じっと自分を見つめる彼女の表情が次の瞬間無表情になれば頬に鋭い痛みが走った。
反射的にその手を振り払い後ろに後ずさる。
(…-なに…?)
自分の頬にそっと触ればじくりと痛み、指を見れば血が滲んでいる。
背筋に悪寒が走る。
「いつも代わりだったわ。…今ではもう代わりにすらなれないのに…。」
彼女の口から発しているとは思えないほどの低い声。
俯く彼女が視界に入るも、雨の為尚更その表情は見えない。
だからといって彼女に近寄ることが出来ない。
(…首の後ろがぴりぴりする…これって-…)
「こんなに辛いなんて思わなかった…。彼には笑って欲しいのに…幸せでいて欲しいのに。壊したいなんて思わないのに…、あなたが憎くて仕方がないの。」
(…何を…言っているの?)
ゆっくりと近づく桃華に栄子は無意識に後ずさって行く。
気分が悪い…
吐き気がする…
「矛盾してるって分かってるの…あなたは悪くない。

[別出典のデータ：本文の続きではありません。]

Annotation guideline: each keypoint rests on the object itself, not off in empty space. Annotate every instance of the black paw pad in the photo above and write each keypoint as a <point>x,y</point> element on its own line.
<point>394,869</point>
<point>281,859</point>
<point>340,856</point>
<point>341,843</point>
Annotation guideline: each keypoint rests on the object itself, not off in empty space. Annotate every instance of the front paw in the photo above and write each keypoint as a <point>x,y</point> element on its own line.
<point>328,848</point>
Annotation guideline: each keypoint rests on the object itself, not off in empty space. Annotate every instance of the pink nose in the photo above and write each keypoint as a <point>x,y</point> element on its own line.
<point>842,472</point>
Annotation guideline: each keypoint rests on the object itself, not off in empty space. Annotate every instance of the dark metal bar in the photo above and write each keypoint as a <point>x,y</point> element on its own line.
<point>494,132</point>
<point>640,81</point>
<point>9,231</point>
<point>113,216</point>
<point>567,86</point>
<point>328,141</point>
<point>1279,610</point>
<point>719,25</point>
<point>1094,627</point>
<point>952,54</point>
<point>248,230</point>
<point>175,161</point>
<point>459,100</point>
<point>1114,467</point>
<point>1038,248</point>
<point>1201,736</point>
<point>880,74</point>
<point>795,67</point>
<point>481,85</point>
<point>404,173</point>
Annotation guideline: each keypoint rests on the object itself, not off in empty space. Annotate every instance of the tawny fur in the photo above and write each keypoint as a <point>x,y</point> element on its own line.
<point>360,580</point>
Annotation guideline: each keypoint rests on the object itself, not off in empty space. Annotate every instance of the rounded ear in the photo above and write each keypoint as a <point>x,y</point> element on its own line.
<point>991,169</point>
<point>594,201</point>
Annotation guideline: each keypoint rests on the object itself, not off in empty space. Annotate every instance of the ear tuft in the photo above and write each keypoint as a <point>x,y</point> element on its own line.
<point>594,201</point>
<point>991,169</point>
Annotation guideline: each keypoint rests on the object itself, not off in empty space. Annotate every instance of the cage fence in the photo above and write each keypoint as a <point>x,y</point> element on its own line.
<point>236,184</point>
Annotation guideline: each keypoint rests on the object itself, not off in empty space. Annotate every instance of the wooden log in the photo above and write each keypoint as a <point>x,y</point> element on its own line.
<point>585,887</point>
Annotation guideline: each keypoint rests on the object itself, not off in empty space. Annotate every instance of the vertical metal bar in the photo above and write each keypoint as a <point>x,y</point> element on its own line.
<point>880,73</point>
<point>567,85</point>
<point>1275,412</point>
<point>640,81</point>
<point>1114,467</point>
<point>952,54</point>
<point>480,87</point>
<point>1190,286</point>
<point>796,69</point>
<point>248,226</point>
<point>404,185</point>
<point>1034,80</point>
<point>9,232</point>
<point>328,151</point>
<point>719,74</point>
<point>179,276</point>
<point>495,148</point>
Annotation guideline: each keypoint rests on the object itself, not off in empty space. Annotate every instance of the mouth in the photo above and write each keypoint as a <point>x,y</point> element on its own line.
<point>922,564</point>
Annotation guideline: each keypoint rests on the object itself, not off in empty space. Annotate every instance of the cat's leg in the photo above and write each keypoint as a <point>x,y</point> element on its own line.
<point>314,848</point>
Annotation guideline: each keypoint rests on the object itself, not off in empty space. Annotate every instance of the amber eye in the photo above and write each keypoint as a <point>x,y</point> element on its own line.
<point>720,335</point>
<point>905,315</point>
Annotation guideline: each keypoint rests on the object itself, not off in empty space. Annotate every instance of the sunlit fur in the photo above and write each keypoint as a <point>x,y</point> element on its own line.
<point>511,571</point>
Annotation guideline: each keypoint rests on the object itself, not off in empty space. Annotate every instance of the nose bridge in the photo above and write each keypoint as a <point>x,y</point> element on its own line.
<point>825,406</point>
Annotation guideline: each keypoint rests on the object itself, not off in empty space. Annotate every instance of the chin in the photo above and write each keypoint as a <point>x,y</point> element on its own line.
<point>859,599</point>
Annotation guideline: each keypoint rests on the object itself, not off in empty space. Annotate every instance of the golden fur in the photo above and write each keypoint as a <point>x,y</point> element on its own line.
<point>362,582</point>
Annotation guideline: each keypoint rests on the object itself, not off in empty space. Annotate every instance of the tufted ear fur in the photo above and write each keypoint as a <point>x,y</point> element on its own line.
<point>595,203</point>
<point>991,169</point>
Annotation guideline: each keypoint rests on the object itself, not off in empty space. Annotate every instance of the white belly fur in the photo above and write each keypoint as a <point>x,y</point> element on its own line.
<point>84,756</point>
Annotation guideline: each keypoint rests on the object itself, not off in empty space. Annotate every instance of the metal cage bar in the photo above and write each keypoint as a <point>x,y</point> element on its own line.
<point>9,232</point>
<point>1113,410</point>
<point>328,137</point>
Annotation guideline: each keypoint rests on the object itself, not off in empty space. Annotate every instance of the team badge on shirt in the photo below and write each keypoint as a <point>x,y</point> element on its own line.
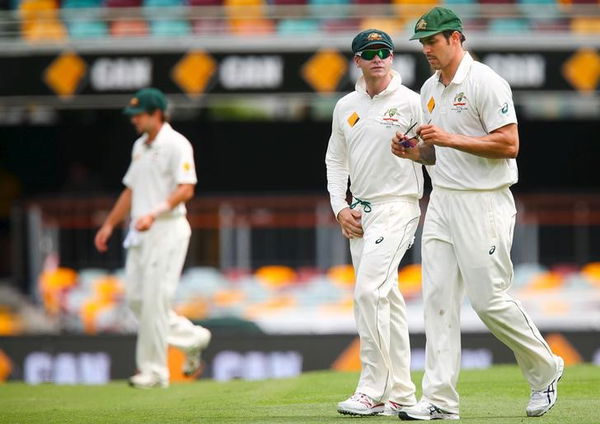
<point>460,102</point>
<point>353,119</point>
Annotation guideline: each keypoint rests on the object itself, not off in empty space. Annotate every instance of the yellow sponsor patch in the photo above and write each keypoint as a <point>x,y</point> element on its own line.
<point>430,104</point>
<point>353,119</point>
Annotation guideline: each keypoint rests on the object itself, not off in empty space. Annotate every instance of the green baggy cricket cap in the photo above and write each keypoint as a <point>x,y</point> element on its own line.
<point>435,21</point>
<point>146,100</point>
<point>371,37</point>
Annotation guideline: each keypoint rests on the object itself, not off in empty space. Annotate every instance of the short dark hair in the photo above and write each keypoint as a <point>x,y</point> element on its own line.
<point>448,33</point>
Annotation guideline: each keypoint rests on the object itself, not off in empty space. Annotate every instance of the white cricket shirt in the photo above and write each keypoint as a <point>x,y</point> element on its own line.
<point>360,145</point>
<point>475,103</point>
<point>157,169</point>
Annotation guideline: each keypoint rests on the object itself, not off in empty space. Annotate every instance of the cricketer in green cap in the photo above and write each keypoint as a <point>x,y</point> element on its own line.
<point>369,38</point>
<point>146,100</point>
<point>438,19</point>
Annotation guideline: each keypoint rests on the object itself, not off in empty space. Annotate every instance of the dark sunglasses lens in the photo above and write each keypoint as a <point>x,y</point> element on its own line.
<point>370,54</point>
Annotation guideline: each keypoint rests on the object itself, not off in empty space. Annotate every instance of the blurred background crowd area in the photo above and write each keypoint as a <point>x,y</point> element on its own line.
<point>54,20</point>
<point>279,300</point>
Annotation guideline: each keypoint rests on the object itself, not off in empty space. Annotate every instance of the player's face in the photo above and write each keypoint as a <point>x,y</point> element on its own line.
<point>439,51</point>
<point>143,122</point>
<point>376,67</point>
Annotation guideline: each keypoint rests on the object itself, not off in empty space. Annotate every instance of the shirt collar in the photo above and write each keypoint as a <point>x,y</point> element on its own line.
<point>463,69</point>
<point>164,129</point>
<point>395,82</point>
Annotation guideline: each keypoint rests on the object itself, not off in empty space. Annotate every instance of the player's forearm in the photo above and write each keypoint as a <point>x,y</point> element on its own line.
<point>426,154</point>
<point>492,146</point>
<point>120,209</point>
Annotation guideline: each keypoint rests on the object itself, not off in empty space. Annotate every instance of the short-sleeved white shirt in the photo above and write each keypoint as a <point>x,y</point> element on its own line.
<point>360,145</point>
<point>157,169</point>
<point>475,103</point>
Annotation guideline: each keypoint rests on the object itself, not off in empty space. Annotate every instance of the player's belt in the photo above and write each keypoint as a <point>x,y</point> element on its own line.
<point>366,205</point>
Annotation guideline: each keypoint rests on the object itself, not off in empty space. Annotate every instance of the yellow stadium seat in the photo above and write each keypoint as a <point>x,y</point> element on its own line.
<point>546,281</point>
<point>409,280</point>
<point>275,276</point>
<point>342,275</point>
<point>244,8</point>
<point>412,9</point>
<point>52,284</point>
<point>389,25</point>
<point>33,9</point>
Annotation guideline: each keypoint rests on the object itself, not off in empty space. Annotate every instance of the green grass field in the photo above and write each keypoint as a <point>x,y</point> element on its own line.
<point>497,395</point>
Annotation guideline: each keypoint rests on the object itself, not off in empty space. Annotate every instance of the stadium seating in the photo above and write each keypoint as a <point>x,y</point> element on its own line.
<point>82,29</point>
<point>84,19</point>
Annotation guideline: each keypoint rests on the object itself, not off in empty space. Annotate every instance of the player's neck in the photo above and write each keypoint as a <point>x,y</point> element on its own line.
<point>153,133</point>
<point>378,84</point>
<point>447,72</point>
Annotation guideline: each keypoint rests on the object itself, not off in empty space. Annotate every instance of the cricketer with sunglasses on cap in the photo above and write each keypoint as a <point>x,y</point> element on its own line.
<point>380,221</point>
<point>467,235</point>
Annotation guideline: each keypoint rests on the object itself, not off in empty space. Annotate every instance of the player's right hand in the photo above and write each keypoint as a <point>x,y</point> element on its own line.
<point>102,237</point>
<point>401,150</point>
<point>349,220</point>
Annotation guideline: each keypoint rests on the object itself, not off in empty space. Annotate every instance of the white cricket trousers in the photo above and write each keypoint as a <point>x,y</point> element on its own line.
<point>152,271</point>
<point>467,237</point>
<point>379,308</point>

でも…」
『あなたが死ねば鴉は自由になれるの!!』
顔を上げた彼女の瞳にはっきりとした狂気が宿る。
これは…殺気だ-…
そう思った時には遅かった。
ぐんと距離を詰められれば彼女が腕を振り上げ、同時に彼女の手に持つ刃物が目に入る。
--…
瞳を強く閉じ、痛みを覚悟したはずだった。
しかし、今だ来ない痛みと違和感に栄子は恐る恐る目を開ける。
視界に入るのは自分を庇うように間に入る黒い塊。
それは女の刃物を短剣で受け止め、黒いフードを被った人物はそのまま女を反動で突き飛ばした。
華奢な肩にどこか小柄な体型。
それだけで女性だという事は栄子にもすぐ分かった。
「え、…あ、あの…」
状況についていけず、無意識に栄子が声を発する。
黒いフードを被った女は目の前で転んだ女性が起き上がり地面にある刃物を取ろうとすればそれをすかさず取り上げ彼女に突きつけた。
突きつけられ青くなる目の前の女性。
それでも自然とその瞳をゆっくりと閉じていく桃華に栄子はただ瞳を丸くする。
まるで『死』を恐れない。
いや、これは…
死に、たいの??
「ま、待って…」
フードの人の服を掴む。
そんな栄子の心情を悟ったのか、黒いフードの人物は少し顔を栄子の方へ傾ければ小さく首を振る。
顔は見えないものの、「同情するな」とでも言いたいのだろうか。
しかし、その隙を狙ってか女は黒いフードの人物からすかさず刃物を取り、突き飛ばせば一瞬で狙いをこちらに定めそれを突き出した。